Berita / Nasional /
Arif Satria Dilantik Jadi Kepala BRIN, Inilah Sosok di Balik Sawit Berkelanjutan Indonesia
Jakarta, elaeis.co - Presiden RI Prabowo Subianto resmi melantik Prof. Arif Satria sebagai Kepala Badan Riset dan Inovasi Nasional (BRIN) di Istana Negara, Jakarta, Senin (10/11).
Pelantikan ini sekaligus menetapkan Amarulla Octavian sebagai Wakil Kepala BRIN melalui Keputusan Presiden Nomor 123/P Tahun 2025.

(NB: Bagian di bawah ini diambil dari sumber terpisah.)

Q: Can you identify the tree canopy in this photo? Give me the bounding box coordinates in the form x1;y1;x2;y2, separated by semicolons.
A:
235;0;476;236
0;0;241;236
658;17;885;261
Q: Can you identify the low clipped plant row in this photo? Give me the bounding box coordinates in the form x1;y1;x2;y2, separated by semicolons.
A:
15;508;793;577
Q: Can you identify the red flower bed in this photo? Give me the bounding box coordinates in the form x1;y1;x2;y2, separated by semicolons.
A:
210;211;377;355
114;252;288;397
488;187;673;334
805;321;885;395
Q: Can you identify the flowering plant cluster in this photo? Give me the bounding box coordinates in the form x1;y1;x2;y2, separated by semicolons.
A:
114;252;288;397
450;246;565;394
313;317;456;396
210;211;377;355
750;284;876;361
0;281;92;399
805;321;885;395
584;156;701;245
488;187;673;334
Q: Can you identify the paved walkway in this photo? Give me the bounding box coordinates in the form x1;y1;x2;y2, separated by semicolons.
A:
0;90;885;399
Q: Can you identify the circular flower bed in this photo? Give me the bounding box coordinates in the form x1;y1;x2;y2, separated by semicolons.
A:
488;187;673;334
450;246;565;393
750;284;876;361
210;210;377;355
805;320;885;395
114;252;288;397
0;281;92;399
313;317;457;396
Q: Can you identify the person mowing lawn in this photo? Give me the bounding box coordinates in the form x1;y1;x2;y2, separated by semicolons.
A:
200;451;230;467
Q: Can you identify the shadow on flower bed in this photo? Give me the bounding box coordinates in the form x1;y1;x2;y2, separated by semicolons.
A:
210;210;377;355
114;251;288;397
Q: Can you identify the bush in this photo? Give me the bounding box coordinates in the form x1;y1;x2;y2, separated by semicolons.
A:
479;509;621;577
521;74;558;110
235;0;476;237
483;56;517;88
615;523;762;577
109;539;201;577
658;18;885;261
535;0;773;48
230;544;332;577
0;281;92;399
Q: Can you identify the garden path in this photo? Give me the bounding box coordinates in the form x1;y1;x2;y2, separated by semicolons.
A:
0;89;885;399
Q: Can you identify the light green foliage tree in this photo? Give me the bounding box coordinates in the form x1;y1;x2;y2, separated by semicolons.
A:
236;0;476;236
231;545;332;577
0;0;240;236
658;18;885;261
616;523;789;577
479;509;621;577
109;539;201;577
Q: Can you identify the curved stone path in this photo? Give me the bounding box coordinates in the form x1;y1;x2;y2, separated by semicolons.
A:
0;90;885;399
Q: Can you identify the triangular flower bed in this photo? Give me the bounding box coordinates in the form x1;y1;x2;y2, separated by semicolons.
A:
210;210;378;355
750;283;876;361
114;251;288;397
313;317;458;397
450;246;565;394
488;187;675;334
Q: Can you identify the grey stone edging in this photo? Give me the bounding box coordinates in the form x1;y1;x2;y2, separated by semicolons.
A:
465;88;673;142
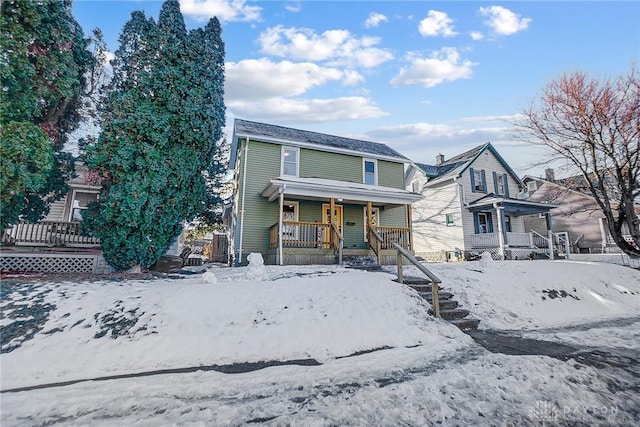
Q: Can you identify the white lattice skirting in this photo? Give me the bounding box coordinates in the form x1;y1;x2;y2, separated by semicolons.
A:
0;254;99;273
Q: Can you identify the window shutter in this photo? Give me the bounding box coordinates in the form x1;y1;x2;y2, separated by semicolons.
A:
502;173;509;197
469;168;477;193
480;169;487;193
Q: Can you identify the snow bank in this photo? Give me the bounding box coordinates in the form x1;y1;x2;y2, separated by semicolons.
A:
2;268;470;389
396;260;640;330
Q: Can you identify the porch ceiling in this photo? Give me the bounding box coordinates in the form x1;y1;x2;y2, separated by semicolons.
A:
468;197;558;216
262;177;422;205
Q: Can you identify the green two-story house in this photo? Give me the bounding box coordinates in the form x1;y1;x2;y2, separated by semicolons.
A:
225;119;421;265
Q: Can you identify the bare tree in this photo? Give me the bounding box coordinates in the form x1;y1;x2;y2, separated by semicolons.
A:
516;66;640;258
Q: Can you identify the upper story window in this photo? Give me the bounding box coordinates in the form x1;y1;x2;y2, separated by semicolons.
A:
470;168;487;193
280;146;300;176
496;175;504;194
362;159;378;185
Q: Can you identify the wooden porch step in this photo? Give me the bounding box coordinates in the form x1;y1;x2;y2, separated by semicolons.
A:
440;308;469;320
449;317;480;331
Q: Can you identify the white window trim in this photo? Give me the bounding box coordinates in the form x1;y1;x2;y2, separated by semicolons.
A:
496;174;507;196
362;206;380;242
280;145;300;177
444;212;456;227
362;157;378;186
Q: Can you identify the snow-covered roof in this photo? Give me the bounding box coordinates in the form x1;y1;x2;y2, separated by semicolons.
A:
229;119;409;167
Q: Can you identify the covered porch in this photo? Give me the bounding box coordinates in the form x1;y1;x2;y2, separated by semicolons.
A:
261;178;421;265
468;196;557;260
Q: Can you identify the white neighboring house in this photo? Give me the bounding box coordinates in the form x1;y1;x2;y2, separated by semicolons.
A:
407;143;554;260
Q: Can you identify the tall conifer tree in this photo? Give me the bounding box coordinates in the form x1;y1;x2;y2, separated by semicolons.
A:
86;0;224;270
0;0;95;228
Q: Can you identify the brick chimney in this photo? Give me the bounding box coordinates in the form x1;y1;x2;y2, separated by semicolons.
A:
544;168;556;182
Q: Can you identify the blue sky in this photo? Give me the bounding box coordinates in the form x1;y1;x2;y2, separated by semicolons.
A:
73;0;640;175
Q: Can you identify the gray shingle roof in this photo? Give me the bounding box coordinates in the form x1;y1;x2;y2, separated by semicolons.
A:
416;143;489;180
235;119;408;160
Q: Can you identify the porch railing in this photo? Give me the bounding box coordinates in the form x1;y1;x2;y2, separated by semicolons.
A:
0;221;100;246
471;233;500;248
269;221;333;249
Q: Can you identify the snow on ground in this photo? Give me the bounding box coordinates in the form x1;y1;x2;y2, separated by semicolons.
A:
2;267;471;389
0;261;640;426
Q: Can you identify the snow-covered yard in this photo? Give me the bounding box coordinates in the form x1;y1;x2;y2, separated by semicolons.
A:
0;261;640;426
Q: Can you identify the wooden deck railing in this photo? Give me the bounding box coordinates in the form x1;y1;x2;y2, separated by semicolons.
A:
0;221;100;246
269;221;334;249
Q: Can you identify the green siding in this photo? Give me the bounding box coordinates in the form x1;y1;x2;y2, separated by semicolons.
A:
380;206;407;227
236;141;281;261
378;160;404;189
235;140;406;263
300;148;362;182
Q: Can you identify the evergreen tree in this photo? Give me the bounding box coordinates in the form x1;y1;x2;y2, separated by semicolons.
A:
85;0;224;270
0;0;94;228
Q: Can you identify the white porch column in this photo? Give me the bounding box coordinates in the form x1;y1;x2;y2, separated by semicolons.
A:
493;204;504;261
598;218;609;253
278;188;284;265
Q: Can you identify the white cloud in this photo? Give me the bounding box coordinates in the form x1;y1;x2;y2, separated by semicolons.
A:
418;10;458;37
284;2;302;13
225;96;387;123
478;6;531;36
365;120;520;166
258;25;393;68
180;0;262;21
364;12;389;28
391;47;476;88
225;58;362;100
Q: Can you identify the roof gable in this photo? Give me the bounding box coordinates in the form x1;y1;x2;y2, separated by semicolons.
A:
416;142;522;185
231;119;409;169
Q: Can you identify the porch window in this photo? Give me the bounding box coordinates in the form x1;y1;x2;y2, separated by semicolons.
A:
69;190;98;221
281;146;300;176
473;212;493;234
445;214;456;227
504;215;511;233
493;172;509;197
362;159;378;185
470;168;487;193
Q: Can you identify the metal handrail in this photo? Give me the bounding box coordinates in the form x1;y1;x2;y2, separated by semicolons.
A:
393;243;442;317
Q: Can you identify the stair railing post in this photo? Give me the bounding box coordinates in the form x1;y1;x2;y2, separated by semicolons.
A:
431;281;440;317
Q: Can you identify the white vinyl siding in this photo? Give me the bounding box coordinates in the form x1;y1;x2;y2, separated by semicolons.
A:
412;181;464;254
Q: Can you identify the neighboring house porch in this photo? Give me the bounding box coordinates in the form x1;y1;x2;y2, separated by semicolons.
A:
465;194;564;259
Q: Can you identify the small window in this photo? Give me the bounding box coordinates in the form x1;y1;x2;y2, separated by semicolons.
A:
282;147;300;176
496;175;505;194
445;214;456;227
473;170;484;193
362;159;378;185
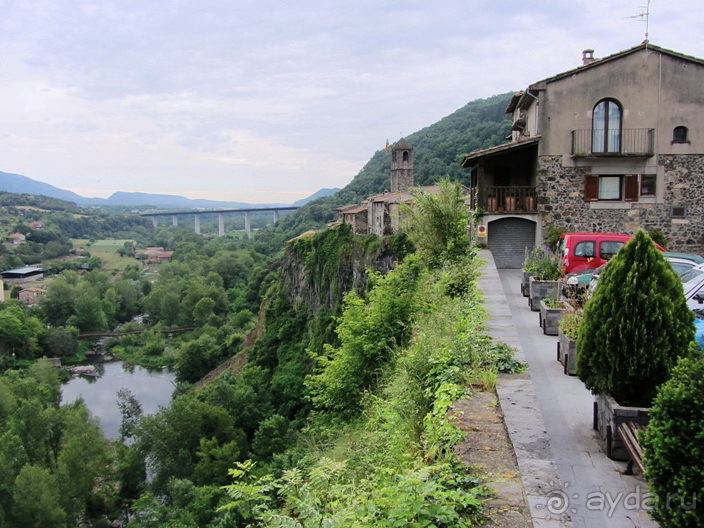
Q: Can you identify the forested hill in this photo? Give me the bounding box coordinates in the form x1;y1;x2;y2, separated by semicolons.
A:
284;92;513;231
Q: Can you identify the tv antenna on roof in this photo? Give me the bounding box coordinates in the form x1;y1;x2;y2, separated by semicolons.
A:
626;0;650;51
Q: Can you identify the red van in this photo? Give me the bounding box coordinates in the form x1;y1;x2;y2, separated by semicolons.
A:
558;233;665;273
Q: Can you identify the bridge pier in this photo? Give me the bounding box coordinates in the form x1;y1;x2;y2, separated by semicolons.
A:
244;211;252;239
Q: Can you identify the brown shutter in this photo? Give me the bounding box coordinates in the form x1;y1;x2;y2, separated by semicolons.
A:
623;174;639;202
584;174;599;202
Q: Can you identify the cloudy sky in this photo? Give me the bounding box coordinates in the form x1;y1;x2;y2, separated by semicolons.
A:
0;0;704;203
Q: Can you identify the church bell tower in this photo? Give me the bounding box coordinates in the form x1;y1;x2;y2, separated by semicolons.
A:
391;138;413;192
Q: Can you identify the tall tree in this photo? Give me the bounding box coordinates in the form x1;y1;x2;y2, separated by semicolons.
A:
577;230;694;407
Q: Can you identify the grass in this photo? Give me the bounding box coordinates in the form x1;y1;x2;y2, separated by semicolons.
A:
72;238;142;271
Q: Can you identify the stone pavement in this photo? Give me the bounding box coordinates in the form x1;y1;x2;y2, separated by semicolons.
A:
478;250;657;528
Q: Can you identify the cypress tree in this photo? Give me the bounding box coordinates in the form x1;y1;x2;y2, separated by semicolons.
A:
577;230;694;407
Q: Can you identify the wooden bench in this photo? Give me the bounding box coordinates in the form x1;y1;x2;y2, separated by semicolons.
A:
618;422;645;475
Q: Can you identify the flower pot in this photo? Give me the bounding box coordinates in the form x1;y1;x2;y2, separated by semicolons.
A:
528;277;558;312
521;271;533;297
594;393;650;461
540;299;567;335
526;196;535;212
557;326;577;376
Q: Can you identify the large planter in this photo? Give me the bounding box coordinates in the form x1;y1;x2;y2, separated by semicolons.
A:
528;277;558;312
521;271;534;297
557;327;577;376
540;299;567;335
594;393;650;461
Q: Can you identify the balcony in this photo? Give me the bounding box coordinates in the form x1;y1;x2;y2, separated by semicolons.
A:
571;128;655;158
469;186;538;214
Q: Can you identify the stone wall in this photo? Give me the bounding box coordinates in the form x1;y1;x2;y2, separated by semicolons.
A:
537;155;704;254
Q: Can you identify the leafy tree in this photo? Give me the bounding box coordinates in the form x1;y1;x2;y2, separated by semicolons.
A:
56;405;110;525
306;256;423;415
67;293;108;332
577;230;694;407
641;355;704;528
117;388;142;443
0;301;44;359
12;465;66;528
402;178;469;265
42;326;78;357
252;414;294;460
0;430;29;526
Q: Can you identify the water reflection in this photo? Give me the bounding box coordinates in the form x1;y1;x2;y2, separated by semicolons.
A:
61;361;175;440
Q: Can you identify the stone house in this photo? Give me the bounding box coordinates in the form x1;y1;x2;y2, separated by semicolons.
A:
19;286;46;304
462;41;704;268
337;200;369;235
7;233;25;246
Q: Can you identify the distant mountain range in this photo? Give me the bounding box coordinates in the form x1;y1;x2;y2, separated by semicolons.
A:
0;171;340;209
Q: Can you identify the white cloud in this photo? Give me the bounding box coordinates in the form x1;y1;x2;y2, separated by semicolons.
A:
0;0;704;202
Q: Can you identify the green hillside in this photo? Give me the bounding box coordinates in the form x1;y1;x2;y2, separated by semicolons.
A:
280;92;513;231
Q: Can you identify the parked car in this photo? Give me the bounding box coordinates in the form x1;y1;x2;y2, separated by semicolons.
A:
558;233;665;274
664;251;704;277
564;251;704;288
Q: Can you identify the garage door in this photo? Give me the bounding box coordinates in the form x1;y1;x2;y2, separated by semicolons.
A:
487;218;535;269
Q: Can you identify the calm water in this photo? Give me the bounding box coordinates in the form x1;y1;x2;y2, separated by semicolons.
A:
61;361;175;440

Prosesi pelantikan berlangsung khidmat. Arif mengucapkan sumpah jabatan di hadapan Presiden, menandai dimulainya babak baru arah riset Indonesia. Tidak hanya soal penguatan teknologi dan inovasi nasional, pelantikan ini juga menarik perhatian karena rekam jejak Arif yang cukup kuat dalam mendorong sawit berkelanjutan di tanah air.
Usai dilantik, Arif menegaskan bahwa masa depan ekonomi Indonesia sangat bergantung pada riset, kreativitas, dan inovasi.
“Negara yang punya kekuatan riset dan inovasi terbukti punya pertumbuhan ekonomi lebih tinggi. Karena itu, kita harus mempercepat penguatan R&D dan ekosistem inovasi nasional,” ujar Arif.
Figur Arif tidak asing bagi dunia riset dan sektor pertanian. Sebelum ditunjuk memimpin BRIN, ia merupakan Rektor IPB University yang menjabat dua periode (2017–2022 dan 2023–2028).
Di bawah kepemimpinannya, IPB dikenal aktif mendorong transformasi riset dan inovasi, termasuk dalam komoditas strategis seperti kelapa sawit.
Nama Arif semakin mencuat di sektor sawit karena pendekatannya yang menekankan sustainability dan nilai tambah. Alih-alih fokus pada isu produksi saja, ia membawa perspektif baru bahwa sawit Indonesia harus dikelola dengan basis sains, ramah lingkungan, dan tetap menguntungkan petani.
Beberapa kontribusi Arif terhadap pengembangan sawit berkelanjutan selama memimpin IPB cukup terasa di industri. Ia dikenal sebagai sosok yang memperkuat fondasi sains dan data untuk melahirkan kebijakan sawit hijau.
Fokusnya bukan lagi memperluas kebun besar-besaran, tetapi menggenjot produktivitas melalui benih unggul, efisiensi pemupukan, dan teknologi presisi. Pendekatan berbasis riset ini kemudian banyak dijadikan rujukan pemerintah maupun pelaku industri dalam menyusun strategi keberlanjutan.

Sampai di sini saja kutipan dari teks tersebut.